Escape the Dark Castle
- Designers: Alex Crispin; Thomas Pike; James Shelton;
- Illustrators: Alex Crispin
- Publishers: Themeborne Ltd
- Publication: 2017; 9 years ago
- Genres: Cooperative board game
- Players: 1–4
- Playing time: 20–45 minutes
- Age range: 14+

= Escape the Dark Castle =

Cooperative board game

Escape the Dark Castle is a cooperative board game designed by Alex Crispin, Thomas Pike, and James Shelton and published in 2017 by Themeborne Ltd. Players cooperate as wrongfully imprisoned adventurers navigating a randomly generated series of atmospheric chapter encounters—using dice, items, and group choices to survive traps, horrors, and combat—in a desperate bid to escape together without losing a single member.

== Publishing history ==
Escape the Dark Castle was published by Themeborne Ltd. following a successful Kickstarter campaign in June 2017. Three expansion packs for the game were released in 2018, adding new mechanics, characters, cards, and dice.

A second game in the Escape the Dark series, a sci-fi inspired game titled Escape the Dark Sector which reimplemented many of the game mechanics from Escape the Dark Castle, was similarly funded and released in 2020. The game system was also reimplemented in The Last of Us: Escape the Dark, which released in 2024.

In October 2025, Themeborne opened a Gamefound campaign to fund a second edition of Escape the Dark Castle that would improve the game's art, balance, and difficulty, as well as add more cards and mechanics. The game was successfully funded and is set to release in late 2026 alongside Escape the Dark Forest, a standalone entry in the series compatible with the second edition.

== Gameplay ==
In Escape the Dark Castle, players play as one of six characters that each have different strengths in three traits (Might, Cunning, and Wisdom) and an associated character die. The game includes a deck of 45 chapter cards that describe scenarios and obstacles that players must face and choose the correct path out of. To begin a new game, 15 random chapter cards are drawn to form the castle deck and a random boss card is placed at the end. Players must work together to survive the 15 rooms of the castle and defeat the boss without any player running out of hit points in order to win the game.

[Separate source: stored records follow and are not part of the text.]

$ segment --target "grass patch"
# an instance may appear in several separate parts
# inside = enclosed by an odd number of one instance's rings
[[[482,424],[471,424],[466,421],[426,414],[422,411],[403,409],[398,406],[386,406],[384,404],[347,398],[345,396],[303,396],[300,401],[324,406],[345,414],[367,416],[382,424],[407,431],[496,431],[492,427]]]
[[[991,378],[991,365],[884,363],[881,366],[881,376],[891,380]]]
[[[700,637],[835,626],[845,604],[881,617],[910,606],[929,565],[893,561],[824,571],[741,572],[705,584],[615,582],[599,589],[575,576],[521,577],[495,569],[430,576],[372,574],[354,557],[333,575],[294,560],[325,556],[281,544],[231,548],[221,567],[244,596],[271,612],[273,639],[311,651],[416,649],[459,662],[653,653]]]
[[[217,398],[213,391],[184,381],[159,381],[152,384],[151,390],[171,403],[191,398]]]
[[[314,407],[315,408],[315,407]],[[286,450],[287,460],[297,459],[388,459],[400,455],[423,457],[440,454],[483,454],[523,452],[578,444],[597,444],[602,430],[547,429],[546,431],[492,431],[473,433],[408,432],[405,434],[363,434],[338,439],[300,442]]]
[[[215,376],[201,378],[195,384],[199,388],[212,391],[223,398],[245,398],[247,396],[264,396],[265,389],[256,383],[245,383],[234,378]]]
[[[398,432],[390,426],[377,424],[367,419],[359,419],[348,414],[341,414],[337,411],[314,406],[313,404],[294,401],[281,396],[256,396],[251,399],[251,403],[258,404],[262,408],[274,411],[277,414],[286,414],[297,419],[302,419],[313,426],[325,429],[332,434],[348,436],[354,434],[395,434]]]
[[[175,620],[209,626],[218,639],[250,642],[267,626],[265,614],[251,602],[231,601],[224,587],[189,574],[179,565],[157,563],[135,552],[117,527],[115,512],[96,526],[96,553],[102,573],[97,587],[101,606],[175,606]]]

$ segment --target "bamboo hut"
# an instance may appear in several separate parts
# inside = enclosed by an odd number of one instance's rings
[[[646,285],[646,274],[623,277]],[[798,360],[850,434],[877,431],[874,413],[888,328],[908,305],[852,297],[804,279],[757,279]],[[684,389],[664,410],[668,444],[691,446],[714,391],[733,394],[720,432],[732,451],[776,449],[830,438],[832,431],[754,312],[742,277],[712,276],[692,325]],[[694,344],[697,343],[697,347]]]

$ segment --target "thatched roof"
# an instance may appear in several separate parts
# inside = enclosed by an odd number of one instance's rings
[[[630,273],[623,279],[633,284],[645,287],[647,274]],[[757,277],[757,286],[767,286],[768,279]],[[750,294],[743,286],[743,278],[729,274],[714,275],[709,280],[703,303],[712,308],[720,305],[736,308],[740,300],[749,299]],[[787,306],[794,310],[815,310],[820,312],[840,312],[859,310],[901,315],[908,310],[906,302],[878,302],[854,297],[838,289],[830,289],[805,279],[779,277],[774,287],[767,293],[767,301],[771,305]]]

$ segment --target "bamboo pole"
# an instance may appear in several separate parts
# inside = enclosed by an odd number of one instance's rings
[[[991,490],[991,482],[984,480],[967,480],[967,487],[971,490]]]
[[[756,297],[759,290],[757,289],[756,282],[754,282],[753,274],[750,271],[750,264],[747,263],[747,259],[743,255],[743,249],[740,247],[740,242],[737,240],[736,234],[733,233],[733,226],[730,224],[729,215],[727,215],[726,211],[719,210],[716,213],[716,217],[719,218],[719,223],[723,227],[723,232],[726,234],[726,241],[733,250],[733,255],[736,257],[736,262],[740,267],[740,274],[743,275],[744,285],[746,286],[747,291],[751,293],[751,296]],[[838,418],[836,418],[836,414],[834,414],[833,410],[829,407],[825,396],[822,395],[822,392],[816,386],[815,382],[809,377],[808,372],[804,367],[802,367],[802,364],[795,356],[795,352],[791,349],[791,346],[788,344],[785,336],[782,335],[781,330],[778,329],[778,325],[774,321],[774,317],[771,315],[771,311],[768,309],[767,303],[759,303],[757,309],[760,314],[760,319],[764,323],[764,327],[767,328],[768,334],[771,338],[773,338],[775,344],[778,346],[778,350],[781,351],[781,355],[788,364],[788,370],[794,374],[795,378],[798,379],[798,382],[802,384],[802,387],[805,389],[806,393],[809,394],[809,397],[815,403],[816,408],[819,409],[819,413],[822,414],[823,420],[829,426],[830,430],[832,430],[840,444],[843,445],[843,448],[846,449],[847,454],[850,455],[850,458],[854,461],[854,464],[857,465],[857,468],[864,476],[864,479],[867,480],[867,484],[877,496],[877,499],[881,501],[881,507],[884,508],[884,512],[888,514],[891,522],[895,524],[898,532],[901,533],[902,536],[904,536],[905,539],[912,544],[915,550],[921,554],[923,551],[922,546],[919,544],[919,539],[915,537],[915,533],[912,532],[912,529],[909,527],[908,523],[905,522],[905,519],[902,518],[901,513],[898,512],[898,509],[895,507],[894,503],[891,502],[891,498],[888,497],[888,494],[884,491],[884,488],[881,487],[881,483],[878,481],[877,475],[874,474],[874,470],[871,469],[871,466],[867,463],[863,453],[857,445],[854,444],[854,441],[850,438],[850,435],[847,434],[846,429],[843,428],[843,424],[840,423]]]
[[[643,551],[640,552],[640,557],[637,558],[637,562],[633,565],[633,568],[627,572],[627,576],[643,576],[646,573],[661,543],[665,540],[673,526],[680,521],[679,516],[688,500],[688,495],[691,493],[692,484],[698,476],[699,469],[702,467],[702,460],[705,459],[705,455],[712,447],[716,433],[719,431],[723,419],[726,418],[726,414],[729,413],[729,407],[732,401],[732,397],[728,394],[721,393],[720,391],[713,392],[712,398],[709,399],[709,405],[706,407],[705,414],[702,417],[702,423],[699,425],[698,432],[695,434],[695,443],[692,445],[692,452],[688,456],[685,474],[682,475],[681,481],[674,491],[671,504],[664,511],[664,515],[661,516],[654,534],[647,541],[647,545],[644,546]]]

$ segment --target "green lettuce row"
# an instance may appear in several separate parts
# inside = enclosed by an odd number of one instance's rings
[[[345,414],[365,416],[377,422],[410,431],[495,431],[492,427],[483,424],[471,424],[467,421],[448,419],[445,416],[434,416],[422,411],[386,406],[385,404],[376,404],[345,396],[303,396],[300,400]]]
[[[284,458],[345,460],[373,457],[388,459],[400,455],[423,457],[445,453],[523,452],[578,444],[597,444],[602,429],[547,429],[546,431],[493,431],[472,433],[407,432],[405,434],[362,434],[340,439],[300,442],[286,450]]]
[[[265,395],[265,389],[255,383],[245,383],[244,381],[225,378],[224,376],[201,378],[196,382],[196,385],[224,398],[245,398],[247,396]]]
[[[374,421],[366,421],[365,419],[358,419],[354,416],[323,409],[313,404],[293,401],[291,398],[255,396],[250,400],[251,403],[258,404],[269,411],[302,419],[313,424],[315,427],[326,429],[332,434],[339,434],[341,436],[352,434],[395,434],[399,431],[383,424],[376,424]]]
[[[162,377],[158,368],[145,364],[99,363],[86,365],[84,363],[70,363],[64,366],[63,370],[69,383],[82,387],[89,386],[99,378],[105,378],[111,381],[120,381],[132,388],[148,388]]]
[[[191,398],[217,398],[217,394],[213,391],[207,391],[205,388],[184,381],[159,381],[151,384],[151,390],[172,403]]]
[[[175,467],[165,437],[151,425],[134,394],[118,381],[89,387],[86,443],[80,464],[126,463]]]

Each round, the group elects one player to enter the next room of the castle first; they draw the next chapter card from the castle deck, read out the scenario on it, and are the one to potentially suffer a positive or negative consequences upon entering. In the new room, players will collectively have to either make a choice, roll dice, draw or use items from the item card deck, or fight an enemy to move forward. When fighting an enemy, a number of chapter dice equal to the number of players are rolled. One player is allowed to sit out the fight and recover hit points, while the other players fight. To attack, all players roll their character dice simultaneously and if a symbol that was rolled matches any of the symbols on the rolled chapter dice, then that chapter dice is removed. If there are any remaining chapter dice, then any attacking player who did not roll a block symbol takes damage equal to the enemy's attack. The enemy is defeated when all chapter dice have been removed.

== Reception ==
A review in Rebel Times by Michał Misztal praised Escape the Dark Castle's atmospheric gameplay, simple rules, and high replayability, but criticized the game's high randomness and the player's limited control over that randomness. In an article for The Guardian, Keith Stuart commended the game for its visual style and noted that the cooperative gameplay is great for families. Escape the Dark Castle was described as "one of the nicest, most cohesive-looking dungeon-crawls out there" by Nic Reuben, writing for Dicebreaker, who also emphasized the game's "atmospheric text and art" and quick gameplay. Alex Garbett described the game as "a labour of love from the creators [that] shows through in every aspect of the product" in a review for Irregular Magazine. Writing for Black Gate, John O'Neill also praised the game's length, artwork, and cooperative gameplay, as well as its replayability.